Chase Utley doesn't care about scouting reports on his glove - Howard Smith-US PRESSWIRE
Prospect Retrospective: Chase Utley, 2B, Philadelphia Phillies
Several weeks ago, a reader requested a Prospect Retrospective for Phillies second baseman Chase Utley and a look at how his career has gone thus far. The reader also asked if Utley has a chance for Hall of Fame consideration. Let's take a look.
Chase Utley was drafted by the Phillies in the first round in 2000, out of UCLA, where he'd hit .382/.448/.689 with 22 homers as a junior. The 15th-overall pick in the draft class, he drew comparisons to Todd Walker and Adam Kennedy due to his line drive hitting approach, clean swing, expected moderate power, and questionable defense at second base. He performed well in his first look against pro pitching, hitting .307/.383/.444 with an 18/23 BB/K in 153 at-bats for Batavia in the New York-Penn League.
His hitting was praised, as expected, but reports on his glovework at second base were mixed-to-negative. Interestingly enough, his defensive statistics were actually quite good at Batavia, but scouts felt that his range was substandard and that he didn't have soft hands. I rated him as a Grade B prospect entering 2001.
Utley moved up to Clearwater in the High-A Florida State League in 2001, hitting .257/.324/.422 with 16 homers, 19 steals, 37 walks, and 88 strikeouts in 467 at-bats. There was some disappointment here, particularly in the batting average and OBP departments for a guy who was supposed to be a possible batting champ.
Scouting reports indicated that he was trying to pull the ball too much, although his OPS came out better-than-league at +7 percent. He made 17 errors and complaints continued about lack of range, though sources inside the organization were more sanguine and the numbers weren't bad. I gave him a Grade B- in the 2002 book, thinking that the bat would come around but not sure what to think about the defense.

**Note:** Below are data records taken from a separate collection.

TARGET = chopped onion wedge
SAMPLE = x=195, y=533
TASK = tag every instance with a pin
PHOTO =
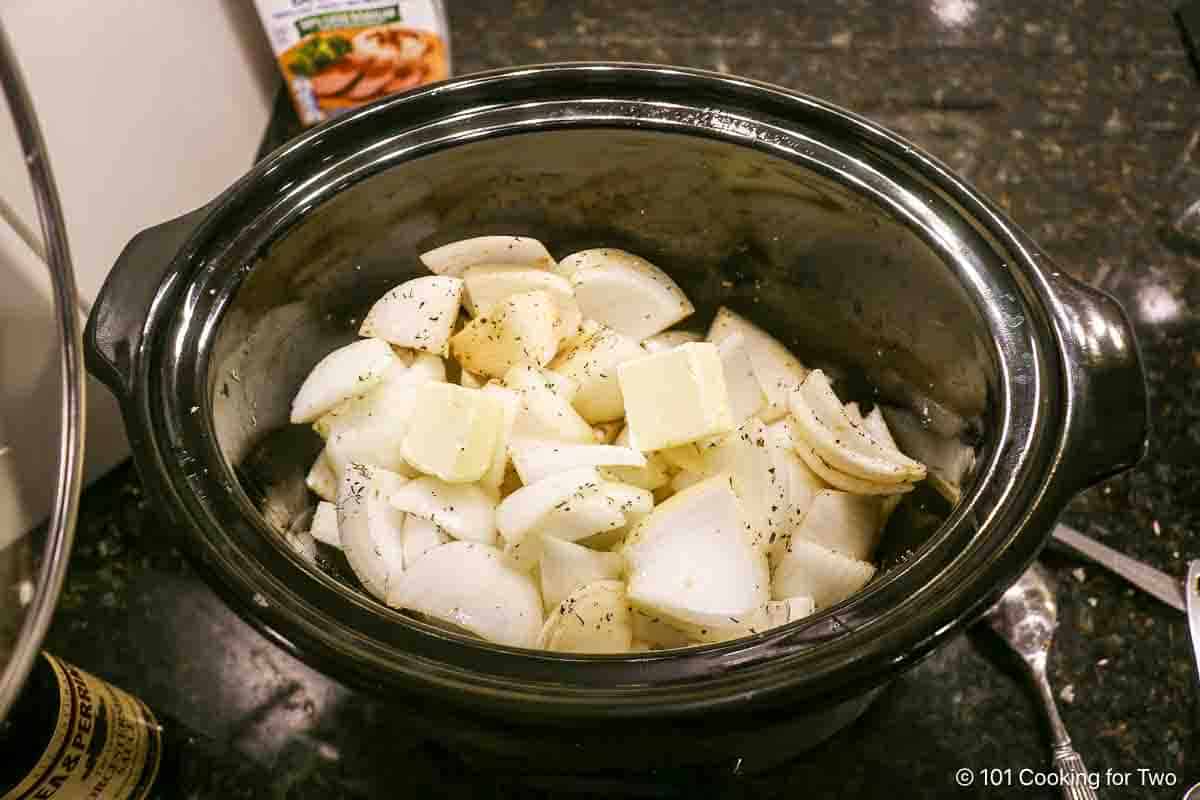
x=418, y=314
x=347, y=372
x=565, y=566
x=949, y=459
x=658, y=632
x=593, y=619
x=456, y=257
x=510, y=407
x=519, y=512
x=840, y=480
x=757, y=465
x=462, y=510
x=474, y=587
x=624, y=292
x=822, y=422
x=629, y=499
x=523, y=328
x=779, y=372
x=324, y=524
x=322, y=479
x=652, y=476
x=583, y=515
x=845, y=523
x=814, y=571
x=418, y=537
x=545, y=413
x=538, y=458
x=489, y=284
x=370, y=528
x=747, y=396
x=670, y=340
x=691, y=555
x=591, y=360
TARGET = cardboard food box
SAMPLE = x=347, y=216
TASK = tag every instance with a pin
x=340, y=54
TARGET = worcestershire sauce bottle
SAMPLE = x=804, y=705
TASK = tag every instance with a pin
x=73, y=737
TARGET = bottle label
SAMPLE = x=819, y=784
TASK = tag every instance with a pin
x=106, y=745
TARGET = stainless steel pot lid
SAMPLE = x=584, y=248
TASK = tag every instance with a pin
x=33, y=564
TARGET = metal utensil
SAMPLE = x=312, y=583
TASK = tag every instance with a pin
x=1026, y=619
x=1167, y=588
x=1192, y=591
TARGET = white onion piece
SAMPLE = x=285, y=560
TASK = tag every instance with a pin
x=322, y=480
x=456, y=257
x=756, y=462
x=814, y=571
x=545, y=414
x=347, y=372
x=324, y=524
x=821, y=420
x=652, y=476
x=370, y=528
x=693, y=557
x=877, y=428
x=625, y=292
x=670, y=340
x=426, y=366
x=840, y=480
x=462, y=510
x=801, y=482
x=844, y=523
x=418, y=537
x=606, y=432
x=581, y=516
x=471, y=380
x=474, y=587
x=418, y=314
x=489, y=284
x=521, y=329
x=629, y=499
x=683, y=479
x=510, y=405
x=593, y=619
x=538, y=458
x=519, y=512
x=948, y=458
x=565, y=566
x=657, y=631
x=747, y=396
x=303, y=543
x=690, y=457
x=591, y=359
x=779, y=372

Utley looked great in the spring of 2002 and the Phillies jumped him directly to Triple-A Scranton, skipping Double-A. His hitting remained very similar to 2001: .263/.352/.461 with 17 homers, OPS+ 11 percent, with 46 walks and 89 strikeouts in 464 at-bats. That was very good considering the difference in competition.
On the other hand, the Phillies tried to turn him into a third baseman and he struggled at the hot corner, committing 28 errors and having problems with his footwork. His work ethic was praised, but he was not a natural at the position at all. I kept him steady at a Grade B-, though given the improvement in his hitting in the middle of a position switch and competition leap, I should have gone with a straight B.
Returning to Scranton for 2003, Utley moved back to his natural position at second base. He looked pretty decent there, better than he looked before the aborted shift across the diamond. His hitting took a large step forward, with a .323/.390/.517 mark in 431 at-bats, with 18 homers and a 41/75 BB/K. He was promoted to the majors and played 43 games with the Phillies, hitting .239/.322/.373 and exceeding rookie qualifications with 134 at-bats.
If he'd still been a rookie, I would have given him a Grade B in all likelihood entering 2004, projecting him as a solid regular. He was 24 by this point and a league repeater, so I don't think I would have gone with a B+.
Utley hit .266/.308/.468 in 94 games with the Phillies in 2004, then exploded in 2005 with a .291/.376/.540 mark, 28 homers in 147 games at age 26, with an outstanding 7.5 WAR. He was a devastatingly effective player in the 2006-2009 window.
Remember how his defense was panned in the minors? It's turned out to be very good/excellent, at least according to WAR.
Overall, Utley is a career .288/.376/.500 hitter through 1192 games, 5140 plate appearances, with a WAR value of 53.8, OPS+126. If his career ended today, Utley's WAR would rank 23rd All-Time among second basemen.
Given that his career still has a few years left to run in all probability, he should break 60 WAR and rank somewhere in the neighborhood with Joe Gordon (67.2), Ryne Sandberg (62.6), and Bobby Doerr (61.0). That puts Utley on a potential Hall of Fame path if he can maintain decent production for another two or three seasons.
Utley's Sim Scores through age 33 are: Joe Gordon, Jeff Kent, Vinny Castilla, Carlos Guillen, Bret Boone, Mike Lowell, Jose Valentin, J.D. Drew, Todd Walker, and Pedro Guerrero. Odd mix there, with Hall member Gordon as the most comparable so far, mixed in with a few other power-oriented middle infielders plus some corner players.
As a prospect, Utley was outstanding in college and seen as a future long-term regular, projecting to provide a high batting average with moderate power and (hopefully) adequate glovework. Utley did OK in the minors, decent enough in context, but he really didn't combine batting average/OBP and power until his second run in Triple-A, and it took him a full season in the majors before he looked truly comfortable. Once he did, he fully lived up to his offensive potential (and then some), with a better glove than expected.